Si è parlato dell’opera e di alcuni interpreti, ma non delle due
protagoniste: Anna Caterina Antonacci (Cesira) e Lavinia Bini (Rosetta).
Il ruolo di Cesira è stato scritto pensando alla vocalità (ed alle
capacità di azione drammatica) della Antonacci, il cui registro va da quello
del soprano drammatico a quello del mezzo soprano (ha praticamente abbandonato
la coloratura che la rese famosa un quarto di secolo fa quando era il miglior
Nerone per la monteverdiana L’Incoronazione di Poppea). E’ una
perfetta vedova Cesira da bottegaia romana costretta a cedere a Giovanni nel
proprio retrobottega per avere merce al mercato nero), che gli resiste durante
a Sant’Eufemia (provocando indirettamente la fucilazione di Michele, l’unico
uomo da lei amato), e riportando la figlia Rosetta a guardare con speranza al
futuro dopo che sono state ambedue violentati dai marocchini nella Chiesa di
Sant’Eufemia). Lavinia Bini è un dolcissimo soprano leggero alle prese con
eventi ben superiori alla sua età che, grazie al rapporto con la madre riesce a
ritrovare fiducia in se stessa. Di ottimo livello il coro, diretto da Donato
Sivo.
La messa in scena e la drammaturgia sono di altissimo livello.
Mentre il pubblico entra in scena un serie di filmati (tratti, presumo dalla
collezione Luce) riassumono gli eventi del 1943: lo sbarco degli alleati in
Sicilia, la fine del fascino, Roma ‘città aperta’. Le scene sono in parte
costruite ed in parte su proiezioni. Un grande coup de théâtre il
secondo quadro del secondo atto: da una parte del palcoscenico, il processo
sommario a Michele e la sua fucilazione e da un’altra la violenze delle truppe
marocchine a Cesira e Rosetta a Sant’Eufemia – pochi chilometri di distanza ma
senza che una parte del palcoscenico fosse a conoscenza di quanto avveniva nell’altra
(come in un’altra grande opera contro la guerra Die Soldaten di
Zimmerman).
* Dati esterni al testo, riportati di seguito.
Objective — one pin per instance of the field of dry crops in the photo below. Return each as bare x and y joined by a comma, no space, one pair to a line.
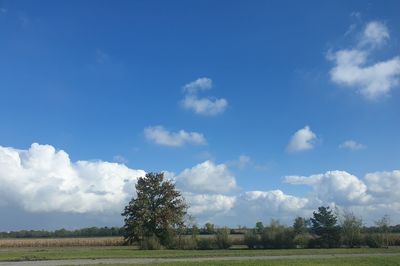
81,241
61,242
La regia è di Francesca Zambello con la collaborazione di Laurie
Feldman, le scene di Peter J. Davison, i costumi di Jess Goldstein, le luci di
Mark McCullough, il video maker S. Katy Tucker.
La Ciociara verrà trasmessa tre volte sui Rai5. Non posso
auspicare che dopo le recite cagliaritane, una delle grandi fondazioni italiane
la metta in scena e la inserisca nel proprio repertorio.